Pamplona ha sido y es una importante ciudad de paso del Camino de Santiago. Hace su entrada en la ciudad por el puente de la Magdalena, para recorrer las calles del Casco Viejo pasando por algunos de sus monumentos más emblemáticos. El peregrino abandonará Pamplona por el puente de Acella sobre el río Sadar, camino de Cizur Menor. En su casco antiguo se conservan las dependencias restauradas de la iglesia de San Miguel Arcángel, antiguo monasterio sanjuanista y hospital de peregrinos hasta el año 1817.

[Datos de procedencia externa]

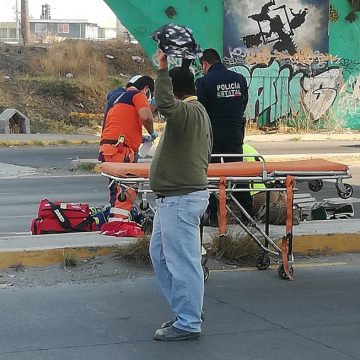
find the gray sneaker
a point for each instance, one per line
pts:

Camino del alto del Perdón, la ruta atraviesa varios pequeños pueblos que cuentan con interesantísimas iglesias románicas. Destaca Gazólaz, cuya iglesia de primera mitad del siglo XIII sorprende por su atrio porticado, todavía de tradición románica pero ya con bóvedas góticas. Antes de llegar a Astráin se encuentran los templos románicos de Sagüés y Paternáin.
La ruta se dirige a continuación hacia Puente la Reina pasando por los pueblos del Valle de Valdizarbe, Legarda, Uterga y Muruzábal y finalmente la villa de Obanos, localidad ligada al Camino de Santiago por la leyenda medieval de San Guillén y Santa Felicia, que inspiró el llamado "Misterio de Obanos".